L'impiccato mette su il broncio.
«Lei tutte le mattine mi raccontava i sogni che faceva, erano sogni lunghi e mortalmente noiosi e complicati. Si accorgeva che non la stavo a sentire e si zittiva e non mi rivolgeva più la parola. Sai una cosa?»
«Cosa?»
«Mi sembra che di tutti gli sbagli che ho fatto con lei quello sia stato il peggiore. Ci scommetterei. Vuoi scommettere?»
«Cosa si deve scommettere?»
«Se ho ragione io facciamo cambio».
«Cambio di cosa?»
«Tu prendi il mio posto ed io il tuo».
Trovo la cosa smaccatamente infantile, ma del resto è ciò che ci si aspetterebbe da un impiccato per sbaglio.
«Sai, una volta ho fatto un sogno anch'io - gli dico - mi cadevano le ali. Mi si spennavano e mi cadevano a terra. Solo quando mi sono svegliato mi sono reso conto che gli uomini non hanno le ali. Non volano».
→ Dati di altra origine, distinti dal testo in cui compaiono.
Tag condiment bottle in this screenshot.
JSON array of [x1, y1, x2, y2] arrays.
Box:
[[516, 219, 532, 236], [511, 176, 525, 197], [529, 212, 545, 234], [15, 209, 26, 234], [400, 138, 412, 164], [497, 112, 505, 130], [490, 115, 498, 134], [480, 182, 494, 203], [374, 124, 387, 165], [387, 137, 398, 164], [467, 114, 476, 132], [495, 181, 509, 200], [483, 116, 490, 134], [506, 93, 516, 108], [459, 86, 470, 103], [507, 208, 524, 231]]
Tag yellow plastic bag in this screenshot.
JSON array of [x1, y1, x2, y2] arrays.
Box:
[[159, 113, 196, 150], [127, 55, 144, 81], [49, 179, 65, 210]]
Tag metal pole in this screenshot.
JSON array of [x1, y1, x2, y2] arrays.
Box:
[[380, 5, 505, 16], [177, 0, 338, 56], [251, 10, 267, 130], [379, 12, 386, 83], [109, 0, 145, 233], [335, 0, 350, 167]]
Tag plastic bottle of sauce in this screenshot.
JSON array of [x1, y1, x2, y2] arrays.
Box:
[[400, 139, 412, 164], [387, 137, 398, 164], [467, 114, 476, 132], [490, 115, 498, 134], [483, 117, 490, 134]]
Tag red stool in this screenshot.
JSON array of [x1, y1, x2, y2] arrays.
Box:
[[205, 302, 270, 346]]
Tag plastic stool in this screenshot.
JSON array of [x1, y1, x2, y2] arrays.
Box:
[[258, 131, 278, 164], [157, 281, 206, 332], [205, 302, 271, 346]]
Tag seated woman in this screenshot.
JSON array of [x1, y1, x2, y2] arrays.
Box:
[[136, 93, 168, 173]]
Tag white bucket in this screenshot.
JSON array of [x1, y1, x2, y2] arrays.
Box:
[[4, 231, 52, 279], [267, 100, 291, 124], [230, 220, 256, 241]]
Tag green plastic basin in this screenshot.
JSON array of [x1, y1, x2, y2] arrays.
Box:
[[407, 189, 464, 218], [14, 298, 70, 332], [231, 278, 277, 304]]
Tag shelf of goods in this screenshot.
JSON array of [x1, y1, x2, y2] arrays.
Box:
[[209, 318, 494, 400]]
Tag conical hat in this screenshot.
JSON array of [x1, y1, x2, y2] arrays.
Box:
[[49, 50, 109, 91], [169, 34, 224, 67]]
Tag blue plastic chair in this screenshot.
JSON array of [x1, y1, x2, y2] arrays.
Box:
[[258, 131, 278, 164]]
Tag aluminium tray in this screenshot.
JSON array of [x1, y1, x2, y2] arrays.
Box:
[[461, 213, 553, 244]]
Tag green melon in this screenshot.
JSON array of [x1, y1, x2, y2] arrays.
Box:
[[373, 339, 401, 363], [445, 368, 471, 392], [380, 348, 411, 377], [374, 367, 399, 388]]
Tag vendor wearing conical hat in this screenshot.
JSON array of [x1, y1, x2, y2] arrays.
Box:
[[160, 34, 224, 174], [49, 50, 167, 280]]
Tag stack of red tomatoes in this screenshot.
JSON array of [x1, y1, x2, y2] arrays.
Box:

Dietro l'impiccato si è aperta una porticina verde che avrei giurato che prima non ci fosse. Mi alzo dal divano ed oltrepasso la porta, salgo per una lunga scala a spirale. I gradini sono di pietra, consunti e lisci al centro, quasi scolpiti. Man mano che salgo mi rendo conto che faccio parte di una grande folla grigia che si affretta come me su per le scale. Mi fanno dei segni che non capisco.
Chi siete? domando ad uno che ha l'aria e l'odore vagamente familiari.
Siamo i tuoi sogni, mi risponde quello.
Ora lo riconosco, anche se a stento, è uno dei tanti inutili sogni svanito allo spuntar del sole.